Sunday, 9 December 2012

Viziblogging about a viziblog

Viziblogging about a viziblog - "Download the data"

This week I am sharing my final piece of work for Alberto Cairo's Introduction to Infographics and Data Visualisation MOOC. I have chosen to investigate a week's worth of posts from The UK Guardian's datablog. It was a particularly busy data week in Britain, as our Chancellor announced his spending plans for the years ahead, and the site provided detailed analysis before, during and after. The centrepiece of the week was this great interactive by Simon Rogers and Garry Blight. 

There is a story behind this story. Early on in this course I made more than a few comments at how surprised I was that the data we were encouraged to download from the Guardian did not seem to be formatted with further visualisation in mind. Having found a total of two examples of this I jumped the gun and slated the Guardian's entire policy on providing data.

Readers of last week's viziblog will see the results of that, as I looked again to see how widespread the problem was. The answer was, "not at all"! My apology may seem a little over the top for someone with only 9 followers on Twitter, but it matched my mortification. 

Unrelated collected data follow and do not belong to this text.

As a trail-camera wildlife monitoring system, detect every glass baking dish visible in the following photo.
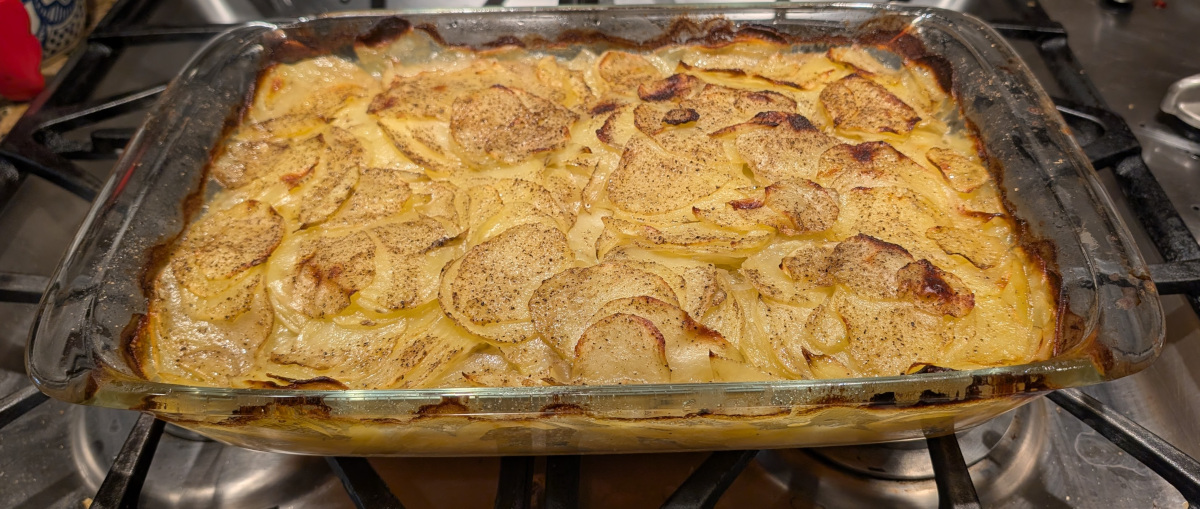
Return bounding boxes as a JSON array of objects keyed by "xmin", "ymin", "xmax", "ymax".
[{"xmin": 27, "ymin": 4, "xmax": 1164, "ymax": 456}]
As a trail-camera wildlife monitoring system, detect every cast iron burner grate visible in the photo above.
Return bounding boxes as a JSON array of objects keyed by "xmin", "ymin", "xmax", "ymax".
[{"xmin": 2, "ymin": 1, "xmax": 1200, "ymax": 508}]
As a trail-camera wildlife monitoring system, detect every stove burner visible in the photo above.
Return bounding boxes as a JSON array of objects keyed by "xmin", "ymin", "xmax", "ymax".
[
  {"xmin": 807, "ymin": 406, "xmax": 1029, "ymax": 481},
  {"xmin": 755, "ymin": 402, "xmax": 1045, "ymax": 507},
  {"xmin": 69, "ymin": 406, "xmax": 340, "ymax": 507}
]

So I have designed the following visualisation to allow you to make up your own minds, and to explore both the variety of visualisation types and tools the Guardian uses, but also some insight into the navailability of the data. I have scored each report on whether it includes A) a data summary on the landing page, which can be copied and pasted into Excel or similar to be manipulated further (1 point)
B) a rationally formatted spreadsheet to download directly (1 point)
Either one of these is sufficient to disprove my previous precipitous opinion.

Also, the Guardian posts both its own visualisations, and showcases those of others, you may like to investigate the correlation between author and data availability score.

Powered by Tableau

Wednesday, 5 December 2012

Not my final MOOC submission

Not my final MOOC submission!

Hello again, so much to share and so little time

I'm sorry for posting such a small viziblog*, but its late and I can't wait till the morning to share three things with you...and start a little rant.

First the 3 things:

1. This link to Duke University Library - an excellent dataviz resource, which includes some of Mike Bostock's most recent d3.js examples. The site feels a bit old fashioned, but is  clearly updated regularly.

2. This map from Shawn Allen @shawnbot, which, if I could find a way to bind it to the US Unemployment data,and then found a way to manipulate the colours, and then found a way to animate it to scroll through the years from 2003-2012... would have been my viz for last week's task: . I've forked the code so watch this space (for a very long time I expect).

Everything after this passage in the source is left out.